My pedagogical approach

There are some who say that the best way to learn to do something is to do it. I would agree, with the addition that the best way to learn to do something badly is to do it badly.

In my classes I like to focus on the fundamentals – the steps, the grip, the way the sword and body move together. I believe that establishing good habits is essential to driving out bad ones. Repetition is the most effective way of doing this. It is also extremely boring. A small amount of repetitive movement is always going to be necessary for developing good technique, but I don’t want to let it take over the training session. This is why the entire second half of my classes are dedicated to sparring.

As it says in the description, anyone can hide behind a big shield. They are not difficult to use. Generally, my advice to someone using a shield is “keep it in front of you”. Defending yourself without a shield is a lot more difficult, and requires a lot more skill with the weapon. Hence, my classes focus on shieldless fighting.
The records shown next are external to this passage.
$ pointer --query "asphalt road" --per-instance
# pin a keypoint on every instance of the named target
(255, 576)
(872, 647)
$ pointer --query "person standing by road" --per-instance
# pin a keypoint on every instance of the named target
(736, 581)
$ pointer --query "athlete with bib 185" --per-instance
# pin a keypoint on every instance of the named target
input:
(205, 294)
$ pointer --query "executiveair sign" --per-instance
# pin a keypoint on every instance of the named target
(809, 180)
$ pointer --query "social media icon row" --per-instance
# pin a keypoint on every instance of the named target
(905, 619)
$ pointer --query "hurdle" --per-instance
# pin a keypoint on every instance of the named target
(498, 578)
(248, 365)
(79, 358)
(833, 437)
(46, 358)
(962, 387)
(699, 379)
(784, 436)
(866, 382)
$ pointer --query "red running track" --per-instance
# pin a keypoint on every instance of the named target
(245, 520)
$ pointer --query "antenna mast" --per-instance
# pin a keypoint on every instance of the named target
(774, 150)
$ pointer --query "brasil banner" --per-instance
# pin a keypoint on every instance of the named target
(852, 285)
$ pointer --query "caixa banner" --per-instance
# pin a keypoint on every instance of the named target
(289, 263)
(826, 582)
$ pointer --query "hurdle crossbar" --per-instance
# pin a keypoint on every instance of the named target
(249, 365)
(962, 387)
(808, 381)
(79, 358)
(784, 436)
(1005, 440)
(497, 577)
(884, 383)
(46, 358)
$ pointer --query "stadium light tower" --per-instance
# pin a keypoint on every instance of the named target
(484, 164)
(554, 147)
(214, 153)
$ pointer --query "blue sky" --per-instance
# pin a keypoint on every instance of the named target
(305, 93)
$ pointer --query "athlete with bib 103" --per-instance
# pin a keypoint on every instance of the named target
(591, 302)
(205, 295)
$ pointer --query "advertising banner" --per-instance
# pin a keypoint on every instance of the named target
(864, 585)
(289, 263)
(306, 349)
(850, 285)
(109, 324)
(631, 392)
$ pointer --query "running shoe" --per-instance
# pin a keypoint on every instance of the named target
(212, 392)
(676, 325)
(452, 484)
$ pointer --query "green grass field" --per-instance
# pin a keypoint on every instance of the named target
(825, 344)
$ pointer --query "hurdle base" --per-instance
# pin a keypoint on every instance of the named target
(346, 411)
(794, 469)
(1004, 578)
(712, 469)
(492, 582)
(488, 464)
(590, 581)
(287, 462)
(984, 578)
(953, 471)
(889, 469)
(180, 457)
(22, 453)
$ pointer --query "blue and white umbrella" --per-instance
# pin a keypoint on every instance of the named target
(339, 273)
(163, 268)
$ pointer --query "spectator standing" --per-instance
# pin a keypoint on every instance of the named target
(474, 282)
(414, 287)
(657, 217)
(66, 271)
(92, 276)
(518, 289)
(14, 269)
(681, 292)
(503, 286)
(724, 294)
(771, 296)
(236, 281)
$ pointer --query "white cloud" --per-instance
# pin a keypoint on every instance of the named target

All of my classes are designed with the following principles in mind:

1. Calmness of mind and preparedness of body

One of my goals is to train out the twitch response. A fighter should be calm and should react with precision, rather than being tense and reacting suddenly. Twitch responses are quick, but uncontrolled and can easily be deceived. Calmness in a fight is therefore to be cultivated. The mind must be calm in order to be able to react with speed and accuracy to what your opponent is doing.

Secondly, the body must always be prepared to move when necessary. The fighter must not be overly tense, but rather in a state where sudden movement is possible. Tenseness fatigues muscles quickly, and slows reaction time. The fighter should be relaxed but prepared to move.

2. Footwork and the relationship with the ground

I often say that you should always stay in contact with the ground. If you lose the ground, it will rush up and hit you in the head. Solid footwork is essential to maintaining contact with the ground. The ground is the surface that you push off in order to move.

There are some who will teach the “bounce”, that you should be constantly moving while you fight. I believe this to be a waste of energy. Your energy budget is limited, and excess movement that does not contribute to the outcome of the fight is unnecessary. I teach a stable stance, and a solid relationship with the ground. The purposes of good footwork are balance and distance, and neither is achievable without a good stance.

3. Precision of technique

Finally, I believe precision to be more important than speed. A precise fighter can move quickly, but a quick fighter rarely fights precisely. All fighters are capable of being precise, but speed is dependent on body type and fitness. Without precision, a quick fighter will always defeat a slow fighter. Precision is therefore the equaliser – the factor that can allow the slow to compete with the quick.

Imprecision in technique leads to bad hits – either you hit too hard or you hit a non-target zone. As safety is a primary concern in our game, both hard and off-target hits are undesirable and should be trained out. Slow repetitive practice is the best way of achieving precise technique.